Thanks for this, it’s a hugely valuable exploration and an invitation to the community to think beyond the short-term horizon. This mindset feels vital for anyone working at the intersection of AI, economic change and animal welfare.
I feel EA is generally good at identifying neglected problems within existing systems, but there’s a whole category of neglectedness that emerges during transitions—where familiar advocacy approaches might lose traction, where new decision-makers enter the picture, where the very metrics of moral progress could shift. I find this space fascinating and full of opportunity (and risk), as it seems do you!
The deep dives you’ve shared on AI and animal advocacy illustrate this well. It shows how even our most established interventions (corporate campaigns, research, network building) could be fundamentally transformed. But what’s particularly interesting is how these AI-driven changes are happening within our current economic paradigm. When we layer on the possibility of broader economic transitions the complexity multiplies.
We need to understand how values get embedded when paradigms shift. It’s a different kind of tractability analysis: instead of asking “how do we solve this problem now?” we’re asking “how do we ensure this problem remains solvable later?” or even better “how do we design out this problem during the shift?”

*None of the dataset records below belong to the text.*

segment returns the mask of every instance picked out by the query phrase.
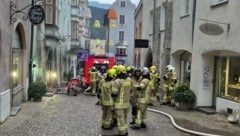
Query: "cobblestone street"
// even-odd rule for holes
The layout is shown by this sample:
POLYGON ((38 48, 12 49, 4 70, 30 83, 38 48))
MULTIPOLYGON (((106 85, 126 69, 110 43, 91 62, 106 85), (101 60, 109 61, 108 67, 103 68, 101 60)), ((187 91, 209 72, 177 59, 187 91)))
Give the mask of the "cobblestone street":
MULTIPOLYGON (((99 136, 116 134, 117 130, 101 129, 101 106, 95 105, 96 97, 79 94, 56 94, 37 102, 22 104, 22 110, 0 126, 1 136, 99 136), (32 110, 38 110, 33 113, 32 110)), ((129 112, 130 113, 130 112, 129 112)), ((148 112, 147 129, 131 130, 129 136, 187 136, 175 129, 170 120, 148 112)), ((129 118, 130 122, 130 118, 129 118)))

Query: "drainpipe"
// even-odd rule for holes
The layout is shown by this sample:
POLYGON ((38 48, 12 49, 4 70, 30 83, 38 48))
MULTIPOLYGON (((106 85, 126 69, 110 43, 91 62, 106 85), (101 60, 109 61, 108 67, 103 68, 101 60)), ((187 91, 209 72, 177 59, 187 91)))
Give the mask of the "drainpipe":
MULTIPOLYGON (((156 33, 156 0, 153 1, 153 41, 152 41, 152 49, 153 49, 153 59, 152 59, 152 63, 156 63, 157 61, 157 58, 156 58, 156 53, 155 50, 157 49, 156 48, 156 44, 155 44, 155 33, 156 33)), ((153 64, 152 64, 153 65, 153 64)))
MULTIPOLYGON (((34 6, 34 0, 32 0, 32 7, 34 6)), ((34 26, 31 23, 31 41, 30 41, 30 57, 29 57, 29 85, 32 83, 32 48, 33 48, 33 36, 34 36, 34 26)))
POLYGON ((193 16, 192 16, 192 47, 193 47, 193 40, 194 40, 194 27, 195 27, 195 17, 196 17, 196 6, 197 0, 193 0, 193 16))

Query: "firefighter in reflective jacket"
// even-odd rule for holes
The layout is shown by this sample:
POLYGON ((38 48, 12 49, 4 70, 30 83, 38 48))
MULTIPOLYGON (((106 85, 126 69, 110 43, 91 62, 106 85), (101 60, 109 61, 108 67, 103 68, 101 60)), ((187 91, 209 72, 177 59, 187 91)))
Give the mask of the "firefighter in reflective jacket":
POLYGON ((137 91, 137 88, 135 87, 135 85, 138 85, 140 83, 140 78, 141 78, 141 69, 136 67, 133 70, 132 89, 130 94, 130 104, 132 106, 132 122, 130 122, 131 125, 136 123, 136 118, 137 118, 137 99, 138 99, 139 91, 137 91))
POLYGON ((103 78, 100 82, 101 90, 101 105, 102 105, 102 128, 112 129, 112 116, 113 116, 113 99, 112 93, 112 80, 116 78, 116 70, 109 69, 107 71, 106 78, 103 78))
POLYGON ((163 76, 163 79, 164 79, 163 104, 174 104, 171 95, 176 89, 178 78, 175 74, 175 68, 173 66, 171 65, 167 66, 167 73, 163 76))
POLYGON ((96 102, 96 105, 100 105, 101 101, 100 101, 100 97, 101 97, 101 85, 100 81, 102 81, 103 79, 105 79, 107 77, 107 71, 106 71, 106 67, 105 66, 101 66, 100 71, 98 72, 98 79, 97 79, 97 98, 98 101, 96 102))
POLYGON ((131 91, 131 79, 127 77, 124 66, 117 68, 117 79, 113 82, 112 97, 114 100, 114 114, 117 118, 119 136, 128 135, 127 114, 129 110, 129 99, 131 91))
POLYGON ((89 71, 89 76, 90 76, 90 87, 92 90, 92 95, 96 95, 98 72, 95 67, 91 68, 91 71, 89 71))
POLYGON ((150 78, 153 83, 153 91, 151 92, 151 105, 153 105, 153 101, 157 98, 159 98, 159 85, 160 85, 160 74, 157 72, 156 66, 150 67, 150 78))
POLYGON ((151 91, 153 89, 153 84, 150 81, 150 73, 147 67, 142 69, 142 79, 140 84, 135 85, 139 91, 139 96, 137 100, 137 118, 136 123, 131 125, 132 129, 146 128, 147 123, 147 107, 151 101, 151 91))

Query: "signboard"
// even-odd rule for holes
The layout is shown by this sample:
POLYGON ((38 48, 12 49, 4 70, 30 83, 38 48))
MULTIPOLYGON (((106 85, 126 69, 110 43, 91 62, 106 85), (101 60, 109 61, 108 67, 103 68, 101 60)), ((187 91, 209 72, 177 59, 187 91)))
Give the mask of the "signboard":
POLYGON ((135 39, 135 48, 148 48, 148 40, 135 39))
POLYGON ((41 24, 45 18, 44 9, 40 5, 32 6, 28 11, 28 16, 31 23, 41 24))
POLYGON ((85 59, 87 58, 88 55, 89 55, 88 51, 80 51, 80 52, 78 52, 78 54, 77 54, 78 62, 85 61, 85 59))

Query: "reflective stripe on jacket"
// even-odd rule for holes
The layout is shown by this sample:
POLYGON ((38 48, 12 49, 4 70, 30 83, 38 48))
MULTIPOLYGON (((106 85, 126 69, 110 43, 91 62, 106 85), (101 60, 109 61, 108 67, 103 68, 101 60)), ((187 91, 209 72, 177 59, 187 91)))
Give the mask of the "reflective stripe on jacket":
POLYGON ((114 81, 112 94, 116 95, 114 98, 115 109, 129 108, 131 86, 131 80, 129 78, 116 79, 114 81))

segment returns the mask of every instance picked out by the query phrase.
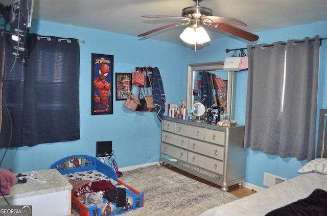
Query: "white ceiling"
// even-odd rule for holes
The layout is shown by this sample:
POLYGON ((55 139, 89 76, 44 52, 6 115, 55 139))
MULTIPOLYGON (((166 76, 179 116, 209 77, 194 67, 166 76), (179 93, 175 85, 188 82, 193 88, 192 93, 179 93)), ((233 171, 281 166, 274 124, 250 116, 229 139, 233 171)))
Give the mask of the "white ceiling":
MULTIPOLYGON (((14 0, 1 0, 5 5, 14 0)), ((129 35, 137 36, 178 19, 151 19, 142 15, 181 16, 183 8, 194 6, 192 0, 34 0, 33 18, 129 35)), ((200 5, 211 9, 213 15, 233 17, 246 23, 237 26, 256 32, 327 20, 326 0, 204 0, 200 5)), ((148 38, 180 43, 185 27, 168 29, 148 38)), ((229 36, 206 29, 212 39, 229 36)), ((140 39, 143 39, 144 38, 140 39)))

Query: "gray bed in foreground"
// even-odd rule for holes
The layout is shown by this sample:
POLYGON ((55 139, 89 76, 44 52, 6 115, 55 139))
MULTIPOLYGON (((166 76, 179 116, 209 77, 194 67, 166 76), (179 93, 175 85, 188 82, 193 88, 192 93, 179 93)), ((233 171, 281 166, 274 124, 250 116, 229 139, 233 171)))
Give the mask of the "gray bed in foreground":
POLYGON ((272 210, 307 198, 316 188, 327 191, 327 175, 302 174, 262 191, 209 209, 200 215, 265 215, 272 210))
POLYGON ((269 216, 326 215, 327 109, 321 109, 319 117, 317 158, 309 161, 297 171, 301 175, 207 210, 200 216, 261 216, 268 213, 269 216), (319 196, 313 199, 317 190, 319 196))

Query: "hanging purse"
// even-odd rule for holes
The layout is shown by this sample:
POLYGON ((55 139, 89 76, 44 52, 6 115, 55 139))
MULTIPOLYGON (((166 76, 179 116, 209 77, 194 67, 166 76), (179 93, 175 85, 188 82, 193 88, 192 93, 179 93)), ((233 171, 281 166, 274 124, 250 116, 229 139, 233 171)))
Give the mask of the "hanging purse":
POLYGON ((132 73, 132 84, 139 87, 144 86, 144 74, 141 69, 132 73))
POLYGON ((144 67, 145 69, 146 74, 145 74, 145 87, 151 87, 151 76, 149 74, 149 71, 148 70, 148 68, 146 67, 144 67))
POLYGON ((133 88, 132 87, 132 90, 131 90, 130 93, 125 102, 124 106, 130 110, 135 111, 139 105, 141 105, 139 100, 135 97, 135 95, 133 93, 133 88))
POLYGON ((139 105, 137 106, 136 111, 141 112, 146 112, 148 111, 148 107, 147 107, 147 102, 144 99, 143 94, 141 92, 141 88, 138 87, 138 95, 137 98, 139 100, 139 105))
POLYGON ((240 70, 244 70, 249 68, 249 63, 248 57, 245 53, 242 50, 240 52, 240 56, 241 56, 241 63, 240 63, 240 70))
MULTIPOLYGON (((147 72, 148 71, 147 71, 147 72)), ((150 84, 150 87, 151 88, 151 91, 152 91, 152 84, 151 83, 151 79, 149 80, 149 84, 150 84)), ((147 93, 147 95, 144 97, 144 98, 146 101, 147 102, 147 107, 148 107, 148 110, 149 110, 149 111, 152 111, 152 109, 156 109, 157 108, 157 106, 154 104, 153 104, 153 97, 152 95, 149 95, 148 88, 147 88, 147 91, 148 93, 147 93)))
POLYGON ((241 57, 236 57, 236 51, 230 57, 226 57, 224 62, 223 69, 225 70, 240 70, 241 57))

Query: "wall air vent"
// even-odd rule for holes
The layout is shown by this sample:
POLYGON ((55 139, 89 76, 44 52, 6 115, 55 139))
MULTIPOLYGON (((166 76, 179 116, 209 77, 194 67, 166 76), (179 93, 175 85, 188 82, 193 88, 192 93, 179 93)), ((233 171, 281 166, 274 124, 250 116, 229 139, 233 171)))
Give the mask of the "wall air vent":
POLYGON ((264 185, 268 186, 268 187, 279 184, 286 181, 286 180, 285 178, 275 176, 270 173, 265 172, 264 174, 264 185))

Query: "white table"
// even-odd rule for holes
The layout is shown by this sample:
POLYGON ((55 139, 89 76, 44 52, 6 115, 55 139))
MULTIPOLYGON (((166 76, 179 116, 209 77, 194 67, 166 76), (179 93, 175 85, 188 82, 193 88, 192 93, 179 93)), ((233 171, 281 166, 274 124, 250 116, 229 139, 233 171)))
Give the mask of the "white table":
MULTIPOLYGON (((67 215, 71 213, 71 191, 73 186, 55 169, 36 171, 45 181, 41 183, 28 179, 10 188, 10 194, 5 196, 11 205, 32 205, 32 215, 67 215)), ((31 172, 23 173, 30 176, 31 172)), ((33 176, 37 177, 35 175, 33 176)), ((41 179, 38 179, 42 181, 41 179)), ((0 205, 8 205, 0 198, 0 205)))

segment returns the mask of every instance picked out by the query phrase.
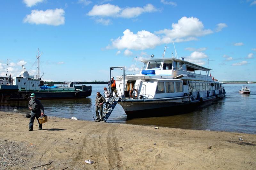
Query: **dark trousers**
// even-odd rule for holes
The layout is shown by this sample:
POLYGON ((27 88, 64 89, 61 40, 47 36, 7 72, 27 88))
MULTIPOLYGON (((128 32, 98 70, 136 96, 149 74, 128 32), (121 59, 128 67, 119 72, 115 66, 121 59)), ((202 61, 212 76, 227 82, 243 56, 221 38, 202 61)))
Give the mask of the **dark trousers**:
POLYGON ((41 115, 41 113, 35 113, 31 111, 31 117, 30 117, 30 122, 29 122, 29 125, 28 127, 29 129, 29 130, 33 130, 33 125, 35 118, 36 118, 37 122, 38 122, 38 124, 39 124, 39 129, 42 129, 43 128, 42 124, 39 123, 39 121, 38 120, 38 118, 41 115))
MULTIPOLYGON (((116 87, 111 87, 111 91, 112 91, 111 92, 113 93, 113 92, 115 92, 115 93, 116 94, 116 96, 118 97, 117 96, 117 93, 116 92, 116 87)), ((113 94, 112 95, 112 96, 113 96, 113 94)), ((112 97, 112 96, 111 96, 112 97)))
POLYGON ((96 106, 96 116, 97 116, 97 118, 99 118, 99 109, 100 109, 100 117, 103 118, 102 116, 102 106, 100 107, 99 107, 98 106, 96 106))

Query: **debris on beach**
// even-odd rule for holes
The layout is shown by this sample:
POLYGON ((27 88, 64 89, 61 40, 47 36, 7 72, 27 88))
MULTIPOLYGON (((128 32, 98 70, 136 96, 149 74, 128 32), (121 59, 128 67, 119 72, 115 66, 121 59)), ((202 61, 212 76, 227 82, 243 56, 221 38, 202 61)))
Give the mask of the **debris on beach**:
POLYGON ((90 159, 88 159, 88 160, 85 160, 84 161, 84 162, 85 162, 86 163, 87 163, 87 164, 92 164, 93 163, 93 161, 92 160, 91 160, 90 159))

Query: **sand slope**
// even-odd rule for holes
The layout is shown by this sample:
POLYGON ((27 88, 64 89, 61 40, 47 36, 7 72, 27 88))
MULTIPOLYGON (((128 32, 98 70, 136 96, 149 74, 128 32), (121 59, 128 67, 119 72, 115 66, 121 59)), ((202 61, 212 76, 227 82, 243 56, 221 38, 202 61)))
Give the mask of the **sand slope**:
POLYGON ((30 132, 29 119, 23 115, 0 112, 0 142, 16 142, 26 153, 12 155, 25 160, 23 164, 4 166, 2 160, 0 169, 28 169, 53 161, 44 168, 256 169, 255 135, 52 117, 43 125, 44 130, 36 130, 35 121, 30 132), (86 164, 88 159, 94 163, 86 164))

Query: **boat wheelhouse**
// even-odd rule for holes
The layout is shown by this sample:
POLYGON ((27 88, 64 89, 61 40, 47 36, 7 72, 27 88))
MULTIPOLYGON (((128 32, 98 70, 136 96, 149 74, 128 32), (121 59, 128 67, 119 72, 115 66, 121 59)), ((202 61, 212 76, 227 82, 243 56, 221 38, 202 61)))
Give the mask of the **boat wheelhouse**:
MULTIPOLYGON (((211 69, 174 58, 143 60, 139 74, 117 77, 119 103, 127 114, 224 96, 223 84, 211 69)), ((110 68, 110 70, 112 68, 110 68)))
POLYGON ((244 94, 250 94, 251 92, 249 86, 248 85, 243 85, 241 90, 239 91, 239 92, 244 94))

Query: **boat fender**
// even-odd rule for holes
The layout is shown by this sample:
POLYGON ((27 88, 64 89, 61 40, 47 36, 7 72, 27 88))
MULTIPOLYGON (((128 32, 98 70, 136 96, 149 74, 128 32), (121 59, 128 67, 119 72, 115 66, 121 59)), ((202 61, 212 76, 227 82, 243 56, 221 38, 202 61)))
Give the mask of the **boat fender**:
POLYGON ((138 91, 137 89, 135 89, 134 88, 132 88, 131 90, 130 90, 130 92, 129 93, 130 95, 130 97, 133 97, 134 96, 132 95, 132 93, 133 92, 133 91, 136 91, 136 92, 137 92, 136 95, 134 97, 137 97, 137 95, 138 95, 138 91))
POLYGON ((76 93, 75 93, 75 95, 77 97, 78 97, 79 96, 79 93, 78 93, 78 92, 76 92, 76 93))

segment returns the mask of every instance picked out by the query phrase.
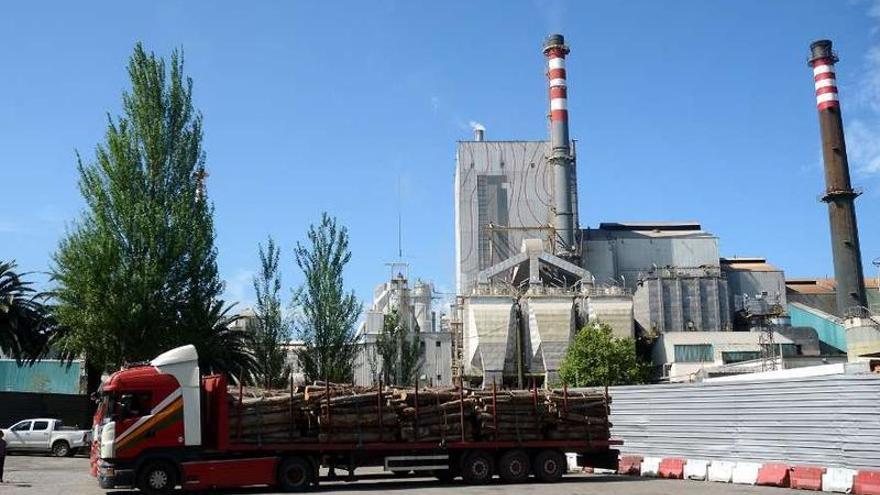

Thanks again for this thoughtful piece.
Thanks so much for this thoughtful and clear breakdown, it’s one of the most useful framings I’ve seen for thinking about strategy in the face of paradigm shifts.
The distinction between the “normal(ish)” and “transformed” eras is especially helpful, and I appreciate the caution around assuming continuity in our current levers. The idea that most of today’s advocacy tools may simply not survive or translate post-shift feels both sobering and clarifying. The point about needing a compelling story for why any given intervention’s effects would persist beyond the shift is well taken.
I also found the discussion of moral “lock-ins” particularly resonant. The idea that future systems could entrench either better or worse treatment of animals, depending on early influence, feels like a crucial consideration, especially given how sticky some value assumptions can become once embedded in infrastructure or governance frameworks. There’s probably a lot more to map here about what kinds of decisions are most likely to persist and where contingent choices could still go either way.
I’m exploring some of these questions from a different angle, focusing on how animal welfare might (or might not) be integrated into emerging economic paradigms (I hope to post on this soonish) but this post helped clarify the strategic terrain we’re navigating. Thanks again for putting this together.